Bir karakter arıyoruz aslında.
Diklenmeden dik dursun. Ama dik duruşunu yaparken kimseyi ayırmasın, bölmesin, kategorize etmesin.
Bayrak, vatan sevgisini sadece seçimde hatırlamasın. Açılımdır, saçılımdır falan filana tevessül etmesin.
İsterse dindar olsun, sabahtan akşama elli rekat namaz kılsın ama dindar olmayana hesap sormasın, lakap takmasın, küfür etmesin, kınamasın.

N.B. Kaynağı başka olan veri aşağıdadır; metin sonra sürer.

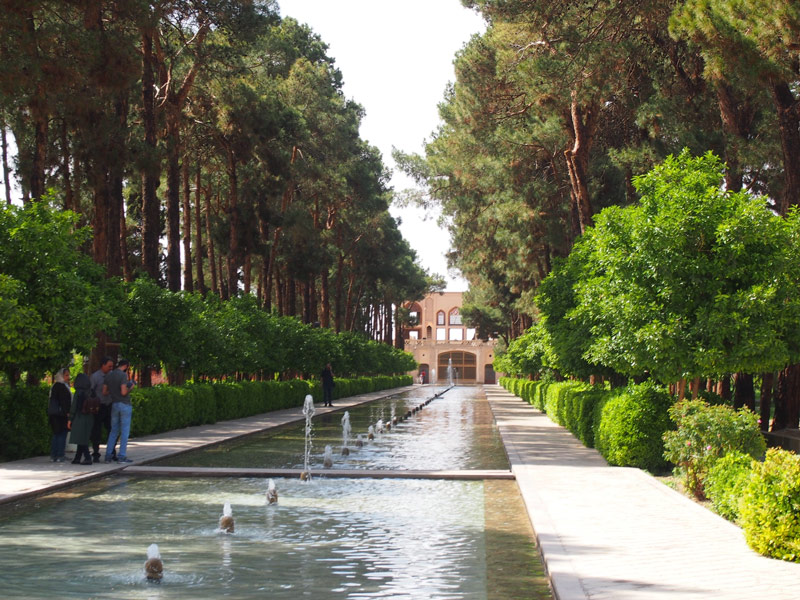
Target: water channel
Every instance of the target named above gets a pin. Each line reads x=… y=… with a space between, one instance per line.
x=326 y=538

İsterse sosyal demokrat olsun, Yaşar Kemal, Zülfü Livaneli, Fazıl Say desin tüm caddelere sokaklara ama rakı masasından kadeh kaldırıp sonra da iftar sofrasında soğan kırmasın.
Kısaca bu kadim toprakların tüm kokusunu, tüm dokusunu üzerinde hissedelim.
Mağrur olsun.
Azimli olsun.
Ne istediğini bilen olsun.
Sevgisini tüm memlekete yaysın.
Ulusuna derinde bağı her şeyin önünde olsun.
Revizyonist kimliği ile bu 20 yılın hırpalanmış görüntüsünü silsin atsın.